Photo AI d'un navire de recherche en haute mer avec une tablette, des bouteilles d'échantillons et un modèle de corail comme image de la Convention des Nations Unies sur la haute mer.
Source
MOZOM vergelijkt
Titre MOZOM
MOZOM compare : traité en haute mer, conservation de la nature ou puissance océanique sur papier ?
Titre original
L’accord BBNJ entre en vigueur en vertu de la Convention des Nations Unies sur le droit de la mer
Auteur
MOZOM-redactie
Date
30 juni 2026 om 16:29
Sujet
La Convention des Nations Unies sur la biodiversité en haute mer est entrée en vigueur en 2026, mais sa mise en œuvre n’a pas encore prouvé le degré de protection qu’elle offre.
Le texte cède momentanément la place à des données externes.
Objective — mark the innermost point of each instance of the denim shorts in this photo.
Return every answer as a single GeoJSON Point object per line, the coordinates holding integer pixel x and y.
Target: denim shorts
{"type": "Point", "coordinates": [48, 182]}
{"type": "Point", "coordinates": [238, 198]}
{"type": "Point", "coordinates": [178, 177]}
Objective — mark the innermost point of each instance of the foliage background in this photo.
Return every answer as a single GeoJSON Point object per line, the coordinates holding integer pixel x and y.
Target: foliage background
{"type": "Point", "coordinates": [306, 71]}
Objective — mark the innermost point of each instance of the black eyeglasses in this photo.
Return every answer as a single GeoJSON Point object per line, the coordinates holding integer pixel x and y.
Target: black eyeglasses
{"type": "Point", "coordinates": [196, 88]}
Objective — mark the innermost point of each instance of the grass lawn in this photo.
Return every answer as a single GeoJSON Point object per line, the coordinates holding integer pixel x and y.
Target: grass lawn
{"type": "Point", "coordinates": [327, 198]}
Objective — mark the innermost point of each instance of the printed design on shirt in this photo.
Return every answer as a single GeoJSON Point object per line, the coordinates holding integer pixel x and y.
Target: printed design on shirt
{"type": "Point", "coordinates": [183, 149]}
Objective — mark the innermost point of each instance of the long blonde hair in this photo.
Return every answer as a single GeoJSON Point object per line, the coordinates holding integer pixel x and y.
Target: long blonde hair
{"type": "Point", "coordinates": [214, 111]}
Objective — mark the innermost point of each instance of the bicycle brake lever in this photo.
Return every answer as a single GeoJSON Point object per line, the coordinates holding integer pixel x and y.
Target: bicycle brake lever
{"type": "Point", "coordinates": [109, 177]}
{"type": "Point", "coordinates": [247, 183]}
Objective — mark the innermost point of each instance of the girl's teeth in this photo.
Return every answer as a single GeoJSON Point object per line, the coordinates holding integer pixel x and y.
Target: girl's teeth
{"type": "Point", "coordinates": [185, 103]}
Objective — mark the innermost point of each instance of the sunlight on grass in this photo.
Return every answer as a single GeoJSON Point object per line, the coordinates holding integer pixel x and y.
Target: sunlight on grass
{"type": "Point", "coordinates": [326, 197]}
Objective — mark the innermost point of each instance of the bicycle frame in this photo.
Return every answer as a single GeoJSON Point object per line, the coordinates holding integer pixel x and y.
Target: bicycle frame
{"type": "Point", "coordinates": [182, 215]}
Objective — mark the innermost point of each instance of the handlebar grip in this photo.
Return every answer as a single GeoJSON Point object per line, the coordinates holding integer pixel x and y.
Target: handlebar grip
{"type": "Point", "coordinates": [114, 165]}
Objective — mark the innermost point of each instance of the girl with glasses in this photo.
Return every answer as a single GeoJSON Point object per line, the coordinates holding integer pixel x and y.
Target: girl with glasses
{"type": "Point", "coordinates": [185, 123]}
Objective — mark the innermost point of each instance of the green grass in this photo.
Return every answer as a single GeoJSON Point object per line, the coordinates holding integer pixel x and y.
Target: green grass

Résumé de l'article original

Les Nations Unies rapportent que l'Accord BBNJ, dans son intégralité le traité sur la diversité biologique marine dans les zones situées au-delà de la juridiction nationale, est entré en vigueur le 17 janvier 2026. Il concerne la haute mer : des zones océaniques qui ne relèvent pas de l'autorité directe d'un seul pays. Ce traité est le troisième accord de mise en œuvre de la Convention des Nations Unies sur le droit de la mer. Il couvre quatre points principaux : les ressources génétiques marines et le partage équitable des bénéfices, les outils de gestion par zone tels que les zones protégées, les évaluations d'impact environnemental et le renforcement des capacités avec le transfert de technologies marines. En termes simples : qui est autorisé à mener des recherches, qui en profite, quelles parties de l’océan sont protégées et comment les pays les plus pauvres ont-ils accès aux connaissances et à la technologie ? Cela rend le traité pertinent à l’échelle mondiale, car la haute mer couvre une grande partie de la planète et est liée au climat, à l’alimentation et à la biodiversité.

Frappant dans ce message

Il est frappant de constater que le mot traité semble rapidement définitif. Mais l’application de ces mesures est difficile lorsque la mer est haute. Les navires bougent, les intérêts sont internationaux et la supervision coûte de l’argent. L’introduction est donc le début et non le point final.

Contexte moins visible

Ce qui est moins visible, c’est que la protection en mer dépend souvent des données. Vous ne pouvez gérer correctement une zone que si vous savez ce qui y vit, qui y est actif et quels dégâts y sont causés. En conséquence, la protection des océans devient également une bataille pour les satellites, les navires de recherche, les laboratoires et les informations partagées.

Message possible derrière l'actualité

Un message possible est que le monde essaie de rendre gérable une zone sans propriétaire, mais que la mise en œuvre détermine si l’océan en bénéficiera réellement.

Conclusion neutre

La conclusion neutre : le Traité sur la haute mer est important car il fournit une base juridique. Mais le véritable test sera de savoir si les pays et les entreprises utilisent également cette base pour limiter les dégâts et renforcer la protection.